Hello! @CBradburyRance here, I’m a Lecturer in Liberal Arts @kingsartshums and a specialist in queer cinema, taking over @StudiocanalUK today as part of #LGBTHistoryMonth
to discuss Todd Haynes' CAROL and how it looks back at cinema history and queer (in)visibility: (thread)

CAROL was adapted from Patricia Highsmith’s novel The Price of Salt, which was first published in 1952 under a pseudonym. Haven’t we come a long way since then. In many ways, the 2015 film represents a milestone in the journey towards lesbian visibility.
But for a contemporary forward-looking milestone … CAROL sure does a lot of reflecting on the past! What’s that about? Let’s see.
There are all sorts of references to classical Hollywood cinema in CAROL. In one scene, the characters watch Sunset Boulevard in the projection room of a movie theatre. Visually and narratively, it also brings to maternal melodramas like Now Voyager and thrillers like Rebecca.
Set design, costume and narrative make CAROL a beautifully observed period drama. But its cinematography recalls the images and films of the 1950s, not just the plots.
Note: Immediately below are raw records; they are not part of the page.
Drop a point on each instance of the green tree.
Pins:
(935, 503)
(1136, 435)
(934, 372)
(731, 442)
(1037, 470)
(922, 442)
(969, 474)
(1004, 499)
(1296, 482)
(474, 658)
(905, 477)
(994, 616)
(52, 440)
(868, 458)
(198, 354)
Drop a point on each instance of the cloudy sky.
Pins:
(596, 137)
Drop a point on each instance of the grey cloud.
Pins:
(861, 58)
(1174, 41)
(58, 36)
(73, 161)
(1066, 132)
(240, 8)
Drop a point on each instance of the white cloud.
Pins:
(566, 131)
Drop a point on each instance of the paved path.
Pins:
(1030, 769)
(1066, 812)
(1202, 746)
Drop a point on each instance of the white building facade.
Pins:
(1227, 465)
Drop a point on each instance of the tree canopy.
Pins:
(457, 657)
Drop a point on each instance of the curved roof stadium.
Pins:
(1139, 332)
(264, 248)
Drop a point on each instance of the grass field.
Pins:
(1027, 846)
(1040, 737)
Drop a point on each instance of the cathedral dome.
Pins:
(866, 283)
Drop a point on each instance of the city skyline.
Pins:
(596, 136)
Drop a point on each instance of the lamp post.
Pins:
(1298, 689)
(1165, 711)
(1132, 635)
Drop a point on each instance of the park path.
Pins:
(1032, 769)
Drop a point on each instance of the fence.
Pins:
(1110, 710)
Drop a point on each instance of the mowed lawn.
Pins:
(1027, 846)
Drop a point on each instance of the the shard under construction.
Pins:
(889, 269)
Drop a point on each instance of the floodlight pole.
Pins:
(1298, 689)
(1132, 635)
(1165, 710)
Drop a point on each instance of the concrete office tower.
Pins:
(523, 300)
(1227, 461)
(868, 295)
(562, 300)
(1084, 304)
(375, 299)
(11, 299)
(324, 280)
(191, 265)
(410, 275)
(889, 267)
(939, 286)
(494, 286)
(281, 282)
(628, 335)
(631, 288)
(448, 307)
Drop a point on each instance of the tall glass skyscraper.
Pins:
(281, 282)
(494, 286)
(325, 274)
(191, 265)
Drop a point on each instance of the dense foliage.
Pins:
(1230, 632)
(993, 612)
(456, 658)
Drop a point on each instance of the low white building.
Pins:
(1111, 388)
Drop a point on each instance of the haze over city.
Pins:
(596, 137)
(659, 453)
Made with 16mm film, it also nods visually to the New York of photographer Saul Leiter.
CAROL diffuses desire across the screen in beautiful images of misty windows … sheets of rain and saturations of city light … lingering musical themes … the revival of celluloid grain.
In the midst of “unprecedented lesbian visibility” in the 21st century, the erotic and romantic potential of CAROL is generated by tentative looks and fleeting touches … just what lesbian spectators have long been accustomed to. Reading between the lines is our forte.
Doing the looking is Therese (Rooney Mara), a budding photographer whose day job is behind the counter at a department store. The shift in vocation from set designer in the novel to photographer in the film gives the shy, unassuming Therese the tools to amplify her gaze.
Therese falls for the eponymous Carol (Cate Blanchett), the seductive older woman who invites her for lunch and then for a road trip to escape New York. But the city isn’t far behind…
As with many of Haynes’s films – think Mildred Pierce or Far from Heaven – this is a melodrama that has touches of the director’s New Queer Cinema heritage. You never quite know what you’ll get. This slow burn romance is juxtaposed with the threatening pace of a thriller.
It turns out Carol’s husband Harge has employed a private detective to follow Carol and Therese. Suddenly, looking goes from being an erotic act to something much more sinister. It resurrects a mid-20th century homophobic trope of secrecy and surveillance.
It also directly references the beginning/ending of David Lean’s 1945 film Brief Encounter. CAROL begins out of sequence, just like Lean’s film, which famously reveals the relationship between Celia Johnston and Trevor Howard to be ill-fated before it has even begun.
[sidenote: I recommend Catherine Grant’s wonderful video essay, an ode to the comparisons between these two films] https://vimeo.com/149791810
Highsmith’s novel made a lesbian happy ending possible – a landmark moment in 1952. The final sentence reads “Therese walked towards her”. CAROL gives us a happy ending too … sort of. But like in Brief Encounter, the “goodbye” sets the tone for the whole narrative.